Gok has taught women throughout the UK how to do that exact thing, ON A BUDGET, no less. Wearing clothes that flatter your figure puts a spring in your step, even if they cost £3.99 from Primark, or were fashioned using a sheet of glitter paper and some pritt stick.

As for Gok’s tone and manner which Ms Jones apparently finds particularly objectionable, I can only say this: Liz is obviously lucky enough never to have suffered from cripplingly low self-esteem, or to know anyone who has.

Some women’s egos have been left so utterly dented by endless pressure to aspire to an ever-changing and very narrow idea of beauty, by ‘fat talk’ within their peer groups, or by partners who make them feel worthless, they literally do need to be cajoled into a pretty frock.

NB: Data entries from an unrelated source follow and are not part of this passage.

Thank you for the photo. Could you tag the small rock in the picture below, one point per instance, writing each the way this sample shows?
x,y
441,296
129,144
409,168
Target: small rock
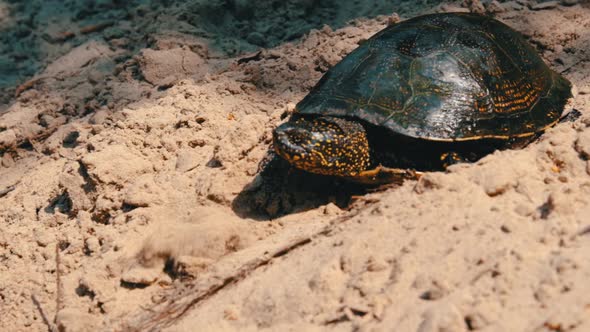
x,y
545,5
474,6
42,237
570,2
139,275
256,38
584,90
92,244
442,317
393,19
187,160
75,319
331,209
494,7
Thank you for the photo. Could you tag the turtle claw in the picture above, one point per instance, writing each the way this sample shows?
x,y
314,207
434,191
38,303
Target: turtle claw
x,y
383,175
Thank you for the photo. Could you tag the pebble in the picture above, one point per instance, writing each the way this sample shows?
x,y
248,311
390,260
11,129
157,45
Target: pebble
x,y
545,5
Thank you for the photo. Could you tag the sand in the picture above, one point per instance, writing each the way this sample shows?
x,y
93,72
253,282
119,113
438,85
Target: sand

A new outfit won’t magically transform you into a different person, but if you have ever seen the look on someone’s face when they’ve been given a makeover and see themselves in the mirror, you’ll know that it can easily be the catalyst someone desperately needs to set them on the path to confidence.

True confidence is about emotion, it’s about ‘feeling it’…… but isn’t it easier to ‘feel it’ when you are beautifully accessorised? When you are celebrating your individuality by showcasing your body shape? When you’re wearing a bra that actually fits?

I think it is and that is why, Gok Wan, I salute you.